I wanted to know not just “what happens next” but –
What happens next to these characters that I've come to know.
I don't think I'm an atypical reader. I do like the books I read to have some kind of plot. But for me what's important isn't what's happening but …
Who is it happening to? And how does that character react?
As a writer, I am thrilled when readers tell me that they've fallen in love with the characters in my Portals books. Because … I also love my characters, and I get a kind of parental glow when somebody tells me that they like my kids.
That's the key to creating characters your readers will at least care about: You as a writer have to care about them first. Because if you don't … and if that care, that love, doesn't show … Why should I as a reader care what happens to them?
Here's the Prime Directive (with apologies to Star Trek) for creating memorable characters: They are not something to hang a plot on. They are people, with minds and thoughts and lives of their own.
Many years ago, I was reading a short story written by an acquaintance. She had done a reasonable job of creating a believable protagonist – then came a snag. The protagonist (I'll call him “John”) did something so totally out of character it stopped me cold.
I told my friend, “I just can't see John doing this.”
She said, “But I need him to do it, because otherwise, the plot won't work.”
That's fine, I told her, but give him a reason to do it. If you've created an upstanding citizen – but you need him to rob a bank later – then give him motive. Rewrite the character to be a bit less upstanding. Have someone kidnap his wife, his sister, his kids, his beloved dog, and force him to rob the bank on pain of death to whatever he loves. Put him through some mind-altering crisis that changes how he thinks, or renders him incapable of recognizing the difference between right and wrong.
But don't just out-of-the-blue have Mr. Straitlaced and Upstanding wake up one morning and decide to rob a bank. Your readers won't buy it.
As a writer, if I'm to make my characters real to my readers, they have to be real to me. Some writers go so far as to write out complete biographies of their major characters – even down to where, or if, this character went to school, what he/she likes for breakfast, hobbies, games …
I don't go into that much detail, but it's mainly because my approach to writing is one of telling my story to myself as I go along. My characters come to me the same way as my friends and acquaintances in the “real world”: I see them, we shake hands, and I learn more about them as we hang out together.

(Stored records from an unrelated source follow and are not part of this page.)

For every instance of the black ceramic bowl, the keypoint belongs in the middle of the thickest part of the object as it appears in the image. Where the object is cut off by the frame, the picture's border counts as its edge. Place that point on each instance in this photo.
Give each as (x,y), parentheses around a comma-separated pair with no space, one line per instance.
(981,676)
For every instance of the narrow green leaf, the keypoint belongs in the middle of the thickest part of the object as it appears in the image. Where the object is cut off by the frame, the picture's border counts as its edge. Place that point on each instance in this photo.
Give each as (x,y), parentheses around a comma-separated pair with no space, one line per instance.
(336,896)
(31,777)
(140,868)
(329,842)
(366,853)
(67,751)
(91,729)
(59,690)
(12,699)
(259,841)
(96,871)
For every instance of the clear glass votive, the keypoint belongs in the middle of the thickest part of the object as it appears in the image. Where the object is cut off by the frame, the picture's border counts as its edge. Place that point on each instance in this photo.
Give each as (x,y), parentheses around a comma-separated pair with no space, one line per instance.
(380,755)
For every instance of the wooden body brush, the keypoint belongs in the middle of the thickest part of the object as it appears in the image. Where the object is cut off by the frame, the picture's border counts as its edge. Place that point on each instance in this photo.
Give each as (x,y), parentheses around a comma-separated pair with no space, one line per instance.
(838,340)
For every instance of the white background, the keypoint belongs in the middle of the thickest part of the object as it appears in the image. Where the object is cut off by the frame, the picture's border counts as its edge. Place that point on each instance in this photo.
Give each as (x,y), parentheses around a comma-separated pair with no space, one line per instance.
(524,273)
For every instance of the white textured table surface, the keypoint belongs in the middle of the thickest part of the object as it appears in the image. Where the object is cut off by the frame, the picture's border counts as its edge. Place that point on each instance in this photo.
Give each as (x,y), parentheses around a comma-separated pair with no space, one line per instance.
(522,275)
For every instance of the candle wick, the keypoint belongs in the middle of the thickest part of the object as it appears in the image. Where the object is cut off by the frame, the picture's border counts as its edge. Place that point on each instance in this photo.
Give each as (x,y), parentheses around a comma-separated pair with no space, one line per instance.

How you get to know your characters isn't as important, I think, as that you do get to know them. Care about them. Love them. Spend some time with them. If you care about them as a writer, then your readers will care about them too.
Anyway … that's my humble opinion. What do you think?
(By the way, the photo above is the new Kat Morales, Corpus Christi, Texas, police detective and human protagonist in my Portals books.)